Infortuni sul lavoro

Nella serie storica del numero complessivo degli infortuni registrati dall’Inail prosegue l’andamento decrescente. Sono state registrate poco meno di 637 mila denunce di infortuni accaduti nel 2015; rispetto al 2014 si ha una diminuzione di circa il 4%; sono circa il 22% in meno rispetto al 2011. Gli infortuni riconosciuti sul lavoro sono poco più di 416 mila, di cui il 18% “fuori dell’azienda” (cioè “con mezzo di trasporto” o “in itinere”). Il dato “fuori azienda” è rilevante per la valutazione accurata delle politiche e delle azioni di prevenzione. Delle 1.246 denunce di infortunio mortale (erano 1.152 nel 2014, 1.395 nel 2011) gli infortuni accertati “sul lavoro” sono 694 (di cui 382, il 55% “fuori dell’azienda”): anche se i 26 casi ancora in istruttoria fossero tutti riconosciuti “sul lavoro” si avrebbe un aumento di circa l’1,7% rispetto al 2014 e una riduzione del 20% rispetto al 2011. Gli infortuni sul lavoro hanno causato circa 11 milioni di giornate di inabilità, con costo a carico dell’Inail; in media 82 giorni per infortuni che hanno provocato menomazione, circa 20 giorni in assenza di menomazione.

 

Malattie professionali

Le denunce di malattia sono state circa 59 mila (circa mille e 500 in più rispetto al 2014), con un aumento di circa il 24% rispetto al 2011. Ne è stata riconosciuta la causa professionale al 34%, il 3% è ancora “in istruttoria”. Il 63% delle denunce è per malattie del sistema osteomuscolare (cresciute del 46% rispetto al 2011).

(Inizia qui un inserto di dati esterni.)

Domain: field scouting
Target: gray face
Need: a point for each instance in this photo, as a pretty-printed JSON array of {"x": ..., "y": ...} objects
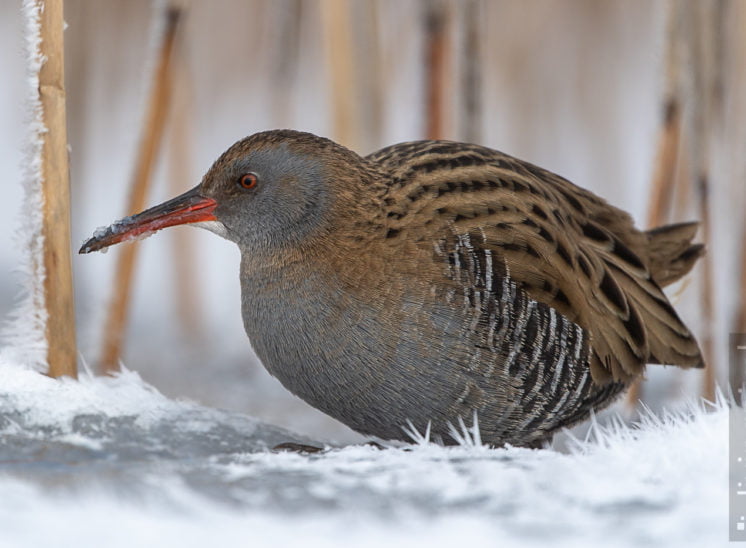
[{"x": 285, "y": 204}]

È importante ribadire che le denunce riguardano le malattie e non i soggetti ammalati, che sono circa 44 mila; di cui circa il 39% per causa professionale riconosciuta. Sono stati poco meno di 1.600 i lavoratori con malattia asbesto-correlata. I lavoratori deceduti nel 2015 con riconoscimento di malattia professionale sono stati 1.462 (il 27% in meno rispetto al 2011), di cui 470 per silicosi/abestosi (l’85% è con età al decesso maggiore di 74 anni). Osservazione sul leggere i dati – Tutti i confronti intertemporali sui dati di infortuni e malattie considerano le serie storiche aggiornate al 30 aprile 2016. Alcuni andamenti “fuori linea” osservati nelle rilevazioni mensili delle denunce di infortunio mortale – rese pubbliche con gli “open data” a rilevazione mensile di dicembre scorso – sono rientrati negli intervalli di normale oscillazione, considerati gli esiti del processo amministrativo. Fare aritmetica sulle morti è esercizio triste (ancor più quest’anno, ché risuona l’ammonimento del Presidente della Repubblica – nel discorso del primo maggio –: “è inaccettabile ogni singola vita persa sul lavoro”); ma è obbligo per la comunicazione corretta.